Deer Habitat in a Squirt Bottle part 2: Tools, Teams and Techniques

January 27, 2021 By: Lindsay Thomas Jr.

Removing surplus or non-native trees and shrubs to restore sunlight to the ground, fueling a rebirth of deer forage and cover, is a great way to rapidly improve deer habitat. Dr. Craig Harper of the University of Tennessee calls the technique Forest Stand Improvement (FSI), but it’s not as simple as cranking a chainsaw and dropping the nearest tree. Selecting the right trees to remove and to leave is very important.

In Part 1 of this two-part article, I talked about that selection process. If you didn’t read it yet, start there. I’ll pick up from the end of that article by going into greater details about tools, techniques and other things I’ve learned through experience.

The Ideal Saw

In a word: lightweight. The best chainsaw for this work is one that will not wear you out. You’ll be on the move constantly in your selected FSI patch, girdling large trees and dropping smaller ones, so a smaller, lighter saw designed for pruning and light yard work will be best, because you’ll be able to work longer without needing to rest.

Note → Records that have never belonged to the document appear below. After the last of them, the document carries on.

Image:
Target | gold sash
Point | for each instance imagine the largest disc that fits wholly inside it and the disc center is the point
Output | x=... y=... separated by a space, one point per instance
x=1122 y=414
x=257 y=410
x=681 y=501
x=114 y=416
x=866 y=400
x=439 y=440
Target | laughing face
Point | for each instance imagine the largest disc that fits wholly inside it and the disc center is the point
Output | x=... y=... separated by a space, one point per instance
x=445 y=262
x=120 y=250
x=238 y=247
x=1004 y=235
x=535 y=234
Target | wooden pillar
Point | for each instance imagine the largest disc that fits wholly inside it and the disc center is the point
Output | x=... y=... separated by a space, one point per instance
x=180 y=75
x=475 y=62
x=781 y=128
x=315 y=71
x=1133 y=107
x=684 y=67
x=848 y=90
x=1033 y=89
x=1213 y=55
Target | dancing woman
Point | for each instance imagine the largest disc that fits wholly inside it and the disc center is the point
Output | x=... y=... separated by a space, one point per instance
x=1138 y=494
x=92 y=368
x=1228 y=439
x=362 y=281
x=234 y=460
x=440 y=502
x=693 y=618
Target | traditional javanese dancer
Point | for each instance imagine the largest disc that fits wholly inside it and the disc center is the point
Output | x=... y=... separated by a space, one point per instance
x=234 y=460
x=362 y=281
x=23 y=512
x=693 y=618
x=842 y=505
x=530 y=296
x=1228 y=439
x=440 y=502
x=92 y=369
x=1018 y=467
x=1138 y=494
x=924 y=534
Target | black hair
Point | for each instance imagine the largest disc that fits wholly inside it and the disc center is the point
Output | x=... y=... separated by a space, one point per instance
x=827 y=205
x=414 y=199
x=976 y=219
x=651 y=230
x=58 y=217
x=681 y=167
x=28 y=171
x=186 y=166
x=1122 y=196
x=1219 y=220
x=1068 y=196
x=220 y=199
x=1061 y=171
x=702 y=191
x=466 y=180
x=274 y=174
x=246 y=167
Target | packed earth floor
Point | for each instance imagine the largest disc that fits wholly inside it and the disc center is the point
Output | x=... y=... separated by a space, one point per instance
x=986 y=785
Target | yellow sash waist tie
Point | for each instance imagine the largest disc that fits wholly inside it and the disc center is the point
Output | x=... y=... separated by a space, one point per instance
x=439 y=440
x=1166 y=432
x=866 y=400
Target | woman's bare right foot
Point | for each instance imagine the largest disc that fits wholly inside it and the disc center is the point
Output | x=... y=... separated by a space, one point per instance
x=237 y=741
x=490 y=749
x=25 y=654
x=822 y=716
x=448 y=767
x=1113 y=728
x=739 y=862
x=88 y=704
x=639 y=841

Personally, I use a Stihl MSA 120-C, which is a cordless saw with a rechargeable battery. It weighs only 8.4 pounds. I have worked steadily with it in the woods for over 2½ hours without needing to recharge, and it is excellent for girdling trees. It can do anything I need except felling cuts on very large trees, but that’s rarely necessary in FSI. You can see it in the photo below with the stumps of an invasive Chinese tallow tree I killed.

A lightweight saw like this Stihl rechargeable is ideal for FSI because you can work longer in your FSI patch without needing to rest.

The Girdling Technique

Step up to the tree while standing (there’s no need to girdle the tree down low unless it’s forked low, and it’s less safe to run a saw while bending). Holding your saw at a comfortable height, place the top of the bar against the tree. This way, you are cutting with the side of the chain that is moving away from you, which pulls the saw bar into the tree instead of pushing it toward you. It also sprays wood chips away from you.

Holding the saw firmly in both hands, walk around the tree while cutting a shallow groove. You don’t need to push or try to cut deep; the pull of the saw will take care of this. You only need to cut into the cambium layer, just inside the bark. Connect the ends of the girdle to completely sever the cambium layer.

Always make sure you have a clear path completely around the tree before you start cutting. You don’t want to trip, stumble or get tangled in vines and fall with a running chainsaw in your hands. Some trees are crowded among other trees and impossible to girdle easily, and you may have to finesse the work. Take your time, and be careful. Kickback often happens when a running chain contacts another object you aren’t aiming to cut, especially at the nose or end of the saw bar.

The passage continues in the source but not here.